Question: - Is there one thing people have asked you to blog about that stands out?
Answer: - Why yes, "Curious Reader", as a matter of fact there is. Hands down, and from well before my blogging days, more people have asked me to write about being a "Minister's Husband". Now it's my #1 blog request - as much as just about every other idea combined.
There's been enough written on the "Minister's Wife" to fill its own warehouse. However, in the world of gender-discrimination, the role of minister's husband has yet to be even acknowledged in most circles. Fact is I'd love to teach a seminar on the topic at the leading seminaries of every Christian denomination. (If you're reading this and have any influence at all I'd love to hear from you!!!)
Okay, for those readers who aren't up to speed on my family, here are the basics.
- I'm married to a Presbyterian Minister.
- Her name is Rebekah Maul (formerly Alexander).
- She earned her MDiv from Columbia Seminary in 1982.
- She was told not to get married because "A married woman can't lead a church".
- She was told that 90% of marriages fail when a woman enters ministry.
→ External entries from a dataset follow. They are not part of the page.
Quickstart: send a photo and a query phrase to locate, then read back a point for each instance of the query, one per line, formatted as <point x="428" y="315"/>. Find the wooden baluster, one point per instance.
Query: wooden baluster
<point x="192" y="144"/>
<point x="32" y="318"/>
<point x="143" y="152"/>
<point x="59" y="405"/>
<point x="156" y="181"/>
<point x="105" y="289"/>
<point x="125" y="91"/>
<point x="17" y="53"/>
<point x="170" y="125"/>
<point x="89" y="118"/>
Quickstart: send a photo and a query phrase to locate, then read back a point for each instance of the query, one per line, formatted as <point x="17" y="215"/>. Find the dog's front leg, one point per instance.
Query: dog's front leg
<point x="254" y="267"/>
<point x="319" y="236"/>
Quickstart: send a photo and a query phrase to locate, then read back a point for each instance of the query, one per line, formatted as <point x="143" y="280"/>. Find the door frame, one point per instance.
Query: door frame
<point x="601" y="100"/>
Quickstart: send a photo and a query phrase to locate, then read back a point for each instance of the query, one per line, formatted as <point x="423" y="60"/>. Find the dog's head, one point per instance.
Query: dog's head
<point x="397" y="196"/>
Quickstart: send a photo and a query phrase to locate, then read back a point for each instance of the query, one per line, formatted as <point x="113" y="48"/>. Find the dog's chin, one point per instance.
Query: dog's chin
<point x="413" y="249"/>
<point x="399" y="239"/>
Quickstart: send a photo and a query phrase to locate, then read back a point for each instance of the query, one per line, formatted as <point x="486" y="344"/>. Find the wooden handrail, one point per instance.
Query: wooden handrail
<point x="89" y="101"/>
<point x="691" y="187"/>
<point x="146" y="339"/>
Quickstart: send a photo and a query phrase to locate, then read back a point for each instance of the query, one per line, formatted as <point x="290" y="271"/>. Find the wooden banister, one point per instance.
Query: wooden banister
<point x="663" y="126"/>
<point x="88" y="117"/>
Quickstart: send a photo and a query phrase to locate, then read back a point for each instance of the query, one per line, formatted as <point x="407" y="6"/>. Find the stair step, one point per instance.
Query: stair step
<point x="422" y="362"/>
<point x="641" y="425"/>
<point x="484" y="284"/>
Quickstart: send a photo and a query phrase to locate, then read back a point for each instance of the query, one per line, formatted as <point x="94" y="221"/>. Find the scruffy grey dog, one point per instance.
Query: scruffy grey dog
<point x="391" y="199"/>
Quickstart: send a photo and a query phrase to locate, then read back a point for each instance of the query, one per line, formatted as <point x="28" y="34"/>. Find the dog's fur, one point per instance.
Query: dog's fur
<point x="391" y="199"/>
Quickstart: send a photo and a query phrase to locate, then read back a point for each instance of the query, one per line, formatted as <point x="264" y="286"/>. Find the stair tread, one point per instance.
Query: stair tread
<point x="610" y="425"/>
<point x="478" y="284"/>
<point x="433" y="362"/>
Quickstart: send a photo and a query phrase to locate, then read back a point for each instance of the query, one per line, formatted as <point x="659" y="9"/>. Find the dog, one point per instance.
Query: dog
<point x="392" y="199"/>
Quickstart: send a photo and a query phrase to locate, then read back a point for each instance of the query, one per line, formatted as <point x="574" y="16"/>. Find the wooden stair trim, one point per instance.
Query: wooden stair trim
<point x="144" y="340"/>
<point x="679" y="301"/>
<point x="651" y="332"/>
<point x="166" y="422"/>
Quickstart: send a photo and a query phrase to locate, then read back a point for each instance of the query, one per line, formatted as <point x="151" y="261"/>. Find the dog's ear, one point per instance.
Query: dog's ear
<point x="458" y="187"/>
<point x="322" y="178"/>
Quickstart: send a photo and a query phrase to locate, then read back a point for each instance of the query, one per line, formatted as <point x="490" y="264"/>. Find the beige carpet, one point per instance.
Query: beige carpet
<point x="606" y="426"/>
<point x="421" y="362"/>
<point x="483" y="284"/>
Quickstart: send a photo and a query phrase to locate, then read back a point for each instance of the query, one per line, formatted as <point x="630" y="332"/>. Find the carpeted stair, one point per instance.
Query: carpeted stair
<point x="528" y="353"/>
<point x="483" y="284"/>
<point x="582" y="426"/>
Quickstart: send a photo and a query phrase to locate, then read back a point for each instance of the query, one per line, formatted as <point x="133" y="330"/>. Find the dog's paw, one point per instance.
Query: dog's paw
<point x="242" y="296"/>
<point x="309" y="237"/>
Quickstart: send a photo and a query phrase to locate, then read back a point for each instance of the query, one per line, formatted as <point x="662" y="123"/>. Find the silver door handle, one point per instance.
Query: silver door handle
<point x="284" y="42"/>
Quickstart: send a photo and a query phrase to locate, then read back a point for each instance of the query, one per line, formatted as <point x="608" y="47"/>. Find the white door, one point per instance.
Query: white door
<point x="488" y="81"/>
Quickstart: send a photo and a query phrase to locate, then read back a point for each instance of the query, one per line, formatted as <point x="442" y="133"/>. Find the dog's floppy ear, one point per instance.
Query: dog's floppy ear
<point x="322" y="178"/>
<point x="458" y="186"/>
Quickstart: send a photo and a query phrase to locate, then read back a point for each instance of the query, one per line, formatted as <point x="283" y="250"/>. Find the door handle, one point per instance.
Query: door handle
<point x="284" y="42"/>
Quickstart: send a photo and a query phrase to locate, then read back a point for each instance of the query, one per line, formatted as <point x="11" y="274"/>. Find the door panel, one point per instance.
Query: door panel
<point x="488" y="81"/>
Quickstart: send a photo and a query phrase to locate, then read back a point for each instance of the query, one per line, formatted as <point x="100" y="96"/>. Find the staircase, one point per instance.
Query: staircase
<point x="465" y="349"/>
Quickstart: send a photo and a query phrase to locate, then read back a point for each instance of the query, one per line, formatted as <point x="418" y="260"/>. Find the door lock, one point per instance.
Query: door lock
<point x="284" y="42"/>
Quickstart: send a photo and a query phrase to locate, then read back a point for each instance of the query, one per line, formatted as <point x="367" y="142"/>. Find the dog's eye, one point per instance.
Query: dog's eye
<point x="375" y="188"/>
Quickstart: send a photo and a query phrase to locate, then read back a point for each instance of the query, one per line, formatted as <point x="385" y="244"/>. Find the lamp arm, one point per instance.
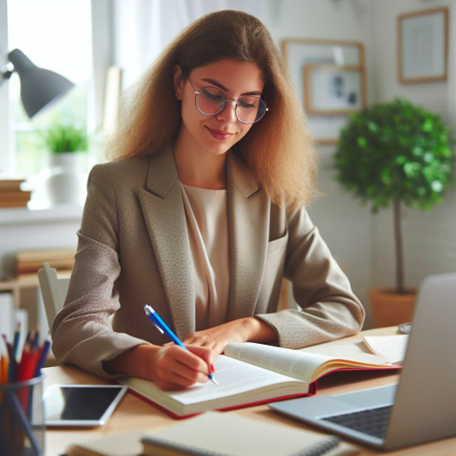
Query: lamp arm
<point x="7" y="74"/>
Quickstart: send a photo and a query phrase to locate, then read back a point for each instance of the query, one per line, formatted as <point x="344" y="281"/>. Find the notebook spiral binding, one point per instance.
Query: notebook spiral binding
<point x="318" y="449"/>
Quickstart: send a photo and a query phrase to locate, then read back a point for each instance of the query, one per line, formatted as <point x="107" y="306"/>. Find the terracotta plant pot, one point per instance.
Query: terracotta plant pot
<point x="391" y="309"/>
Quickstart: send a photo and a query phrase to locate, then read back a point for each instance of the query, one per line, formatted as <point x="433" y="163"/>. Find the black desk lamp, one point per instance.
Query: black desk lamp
<point x="39" y="87"/>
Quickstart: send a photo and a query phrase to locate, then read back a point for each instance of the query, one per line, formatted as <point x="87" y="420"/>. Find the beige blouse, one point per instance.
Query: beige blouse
<point x="207" y="221"/>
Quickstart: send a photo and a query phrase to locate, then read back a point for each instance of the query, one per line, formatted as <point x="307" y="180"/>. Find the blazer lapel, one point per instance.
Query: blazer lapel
<point x="164" y="214"/>
<point x="248" y="218"/>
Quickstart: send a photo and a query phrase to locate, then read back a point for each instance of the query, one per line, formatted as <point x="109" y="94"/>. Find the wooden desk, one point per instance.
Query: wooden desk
<point x="134" y="414"/>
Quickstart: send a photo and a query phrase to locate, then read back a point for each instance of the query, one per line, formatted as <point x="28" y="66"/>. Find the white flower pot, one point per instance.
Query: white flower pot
<point x="65" y="184"/>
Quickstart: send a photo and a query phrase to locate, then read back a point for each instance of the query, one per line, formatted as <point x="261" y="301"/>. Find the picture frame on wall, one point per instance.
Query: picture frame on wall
<point x="333" y="90"/>
<point x="422" y="38"/>
<point x="300" y="53"/>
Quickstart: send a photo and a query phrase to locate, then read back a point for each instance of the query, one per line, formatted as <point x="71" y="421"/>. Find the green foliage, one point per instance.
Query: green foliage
<point x="395" y="151"/>
<point x="62" y="138"/>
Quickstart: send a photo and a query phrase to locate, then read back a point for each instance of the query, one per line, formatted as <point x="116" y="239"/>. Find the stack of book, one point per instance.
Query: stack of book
<point x="11" y="194"/>
<point x="30" y="261"/>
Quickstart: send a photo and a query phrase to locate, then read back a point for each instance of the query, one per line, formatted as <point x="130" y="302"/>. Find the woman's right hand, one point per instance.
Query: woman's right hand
<point x="170" y="367"/>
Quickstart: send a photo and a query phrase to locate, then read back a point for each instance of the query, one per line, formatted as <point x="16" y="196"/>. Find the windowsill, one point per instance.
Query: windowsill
<point x="29" y="215"/>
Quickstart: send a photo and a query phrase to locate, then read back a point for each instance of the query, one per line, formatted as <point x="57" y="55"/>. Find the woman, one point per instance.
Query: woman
<point x="201" y="215"/>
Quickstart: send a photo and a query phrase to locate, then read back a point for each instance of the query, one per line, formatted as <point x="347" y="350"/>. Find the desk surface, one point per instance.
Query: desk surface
<point x="135" y="414"/>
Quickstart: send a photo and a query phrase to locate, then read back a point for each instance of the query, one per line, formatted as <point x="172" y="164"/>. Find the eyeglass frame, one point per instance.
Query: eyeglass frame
<point x="236" y="102"/>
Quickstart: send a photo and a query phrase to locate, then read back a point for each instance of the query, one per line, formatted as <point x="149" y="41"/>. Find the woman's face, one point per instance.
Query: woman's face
<point x="235" y="79"/>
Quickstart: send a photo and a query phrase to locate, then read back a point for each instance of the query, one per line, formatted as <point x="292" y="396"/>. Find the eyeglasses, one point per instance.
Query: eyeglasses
<point x="211" y="100"/>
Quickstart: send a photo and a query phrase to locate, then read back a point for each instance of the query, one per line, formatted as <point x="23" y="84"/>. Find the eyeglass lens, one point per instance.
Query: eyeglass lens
<point x="211" y="101"/>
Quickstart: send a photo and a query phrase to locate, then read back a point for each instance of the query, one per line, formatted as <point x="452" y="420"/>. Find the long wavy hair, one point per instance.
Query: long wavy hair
<point x="278" y="150"/>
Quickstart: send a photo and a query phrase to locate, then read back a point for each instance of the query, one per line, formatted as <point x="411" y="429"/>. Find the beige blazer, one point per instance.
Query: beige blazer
<point x="133" y="249"/>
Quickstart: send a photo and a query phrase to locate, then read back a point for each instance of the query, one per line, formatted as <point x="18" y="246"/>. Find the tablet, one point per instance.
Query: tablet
<point x="81" y="405"/>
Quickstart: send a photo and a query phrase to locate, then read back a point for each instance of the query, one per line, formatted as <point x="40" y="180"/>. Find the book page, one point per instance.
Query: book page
<point x="233" y="377"/>
<point x="392" y="347"/>
<point x="292" y="363"/>
<point x="353" y="350"/>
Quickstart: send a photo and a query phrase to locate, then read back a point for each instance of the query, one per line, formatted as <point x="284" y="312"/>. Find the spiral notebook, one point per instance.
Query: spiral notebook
<point x="217" y="434"/>
<point x="228" y="434"/>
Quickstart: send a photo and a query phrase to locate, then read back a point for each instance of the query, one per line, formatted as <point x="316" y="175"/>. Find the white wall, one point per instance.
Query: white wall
<point x="345" y="226"/>
<point x="429" y="237"/>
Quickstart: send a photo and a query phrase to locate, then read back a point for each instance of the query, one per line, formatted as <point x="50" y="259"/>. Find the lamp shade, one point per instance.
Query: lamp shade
<point x="39" y="87"/>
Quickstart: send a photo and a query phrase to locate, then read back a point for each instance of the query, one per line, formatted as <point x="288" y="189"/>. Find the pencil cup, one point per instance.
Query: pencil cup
<point x="22" y="418"/>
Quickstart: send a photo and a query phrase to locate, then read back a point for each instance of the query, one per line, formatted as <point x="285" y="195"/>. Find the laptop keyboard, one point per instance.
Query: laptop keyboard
<point x="373" y="422"/>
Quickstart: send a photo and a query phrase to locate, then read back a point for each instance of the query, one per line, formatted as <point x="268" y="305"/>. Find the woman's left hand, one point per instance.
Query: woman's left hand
<point x="242" y="330"/>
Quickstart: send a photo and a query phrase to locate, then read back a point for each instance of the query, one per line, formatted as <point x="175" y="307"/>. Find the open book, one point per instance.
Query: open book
<point x="251" y="374"/>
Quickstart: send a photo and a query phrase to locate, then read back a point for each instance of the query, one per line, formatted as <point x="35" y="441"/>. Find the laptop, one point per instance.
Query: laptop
<point x="422" y="406"/>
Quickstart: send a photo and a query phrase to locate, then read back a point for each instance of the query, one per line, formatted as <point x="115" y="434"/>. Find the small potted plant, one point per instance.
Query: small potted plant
<point x="395" y="153"/>
<point x="67" y="146"/>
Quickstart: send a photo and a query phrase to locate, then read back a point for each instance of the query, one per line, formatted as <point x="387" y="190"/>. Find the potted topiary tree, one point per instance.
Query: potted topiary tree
<point x="68" y="146"/>
<point x="395" y="153"/>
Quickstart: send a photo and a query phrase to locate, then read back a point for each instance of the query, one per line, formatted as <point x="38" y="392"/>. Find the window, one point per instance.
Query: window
<point x="56" y="35"/>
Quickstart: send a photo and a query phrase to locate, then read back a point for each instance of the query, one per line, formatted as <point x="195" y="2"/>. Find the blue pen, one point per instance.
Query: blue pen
<point x="164" y="329"/>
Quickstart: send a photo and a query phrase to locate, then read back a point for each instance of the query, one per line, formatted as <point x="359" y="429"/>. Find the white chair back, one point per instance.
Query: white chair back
<point x="53" y="290"/>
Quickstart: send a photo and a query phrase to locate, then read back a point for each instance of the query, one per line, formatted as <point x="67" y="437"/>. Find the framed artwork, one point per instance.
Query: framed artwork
<point x="307" y="58"/>
<point x="422" y="38"/>
<point x="332" y="90"/>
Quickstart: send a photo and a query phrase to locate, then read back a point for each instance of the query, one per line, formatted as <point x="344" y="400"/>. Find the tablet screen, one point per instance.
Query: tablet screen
<point x="88" y="404"/>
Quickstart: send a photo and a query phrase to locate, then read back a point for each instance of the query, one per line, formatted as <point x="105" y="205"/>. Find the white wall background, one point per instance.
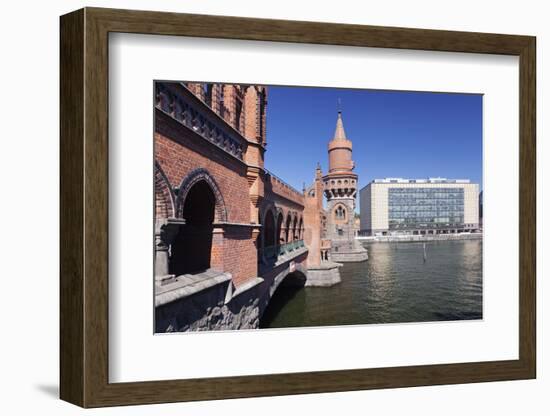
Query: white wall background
<point x="29" y="177"/>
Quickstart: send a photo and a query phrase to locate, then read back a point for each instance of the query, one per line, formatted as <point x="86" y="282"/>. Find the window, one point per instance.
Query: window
<point x="340" y="213"/>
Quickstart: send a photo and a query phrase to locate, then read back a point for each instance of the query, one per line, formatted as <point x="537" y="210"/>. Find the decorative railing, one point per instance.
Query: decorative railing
<point x="282" y="188"/>
<point x="175" y="100"/>
<point x="274" y="252"/>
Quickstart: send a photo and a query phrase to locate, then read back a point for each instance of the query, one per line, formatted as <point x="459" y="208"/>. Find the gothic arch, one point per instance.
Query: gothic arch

- When we were expecting our first child Rebekah was told it would embarrass the school if she interviewed with churches, and not to seek a call until after she had finished raising her children.
- We learned, instead, that God is in no way limited by the suppressed imaginations of human organizations!
- God has richly blessed her pastoral ministry now for over 27 years.
- We're having a ball!
Here's what's really interesting. If people didn't know what to do with a female pastor, then they had even less of a clue regarding how to handle a preacher's husband! Almost 30 years ago there were not a lot of women called as pastors. Many women who did earn a seminary degree took positions outside of traditional parish ministry; some changed careers before long; very few ended up as the senior minister of a "good-sized" congregation; even less are still married....
Put all those factors in an equation (D- dropout-RD X 90%/SP to the power of reality = X)... "X" being the number of men who share my unique position. It all adds up to very few men occupying the so-called "traditional" minister's-spouse role.
GOOD NEWS: (picture: Rebekah with the other half of our ministerial team: Tim Black)
The really good news here is that neither Rebekah nor I found ourselves fed into the status-quo processing system and spat out at the other end as stereotypical cookie-cutter models of a minister's family.
We weren't created by the sausage machine and - rather than cry "Foul!" or "Discrimination!" - we have thankfully been free, instead, to simply follow Jesus.
That's the bottom line, here. It's all I'd really say if I got to teach the seminary seminar for preacher's-husbands coming up (In fact, it's a message for all those who enter ministry with their spouse - there really is no difference).
- Thank God for the opportunity to show up at a church unhampered by narrowly defined stereotypes
- Go into ministry as humble disciples rather than the poster-family for church leadership models stuck in the 1950's
- Do one thing, and do it well - follow Jesus!
Enjoy - Love and blessings - DEREK
Listen to the Spirit: follow Jesus (page 86)
If there’s one model both Rebekah and I have constantly fought hard to disprove, it’s the idea that faith should in any way be formulaic, stereotypical, one-size-fits-all, or easy to define. God, it turns out, is much harder to pin down than that.
So, rather than feeling like disadvantaged victims of sexism or discrimination, it worked to our spiritual advantage to show up at Rebekah’s first ministry job and find we both had to start from scratch. Because there were no preconceptions, no time-honored parts to play and no pre-determined expectations other than the call to follow Jesus.
That’s what the idea of “emergent” really means. It means that we simply follow Jesus. Our worship, service, illumination, spiritual growth, prayer life, our journey into Christ – all these things – emerge in response to the primary and critical priority of regarding everything else "as rubbish, in order that I may gain Christ” (Philippians 3:8).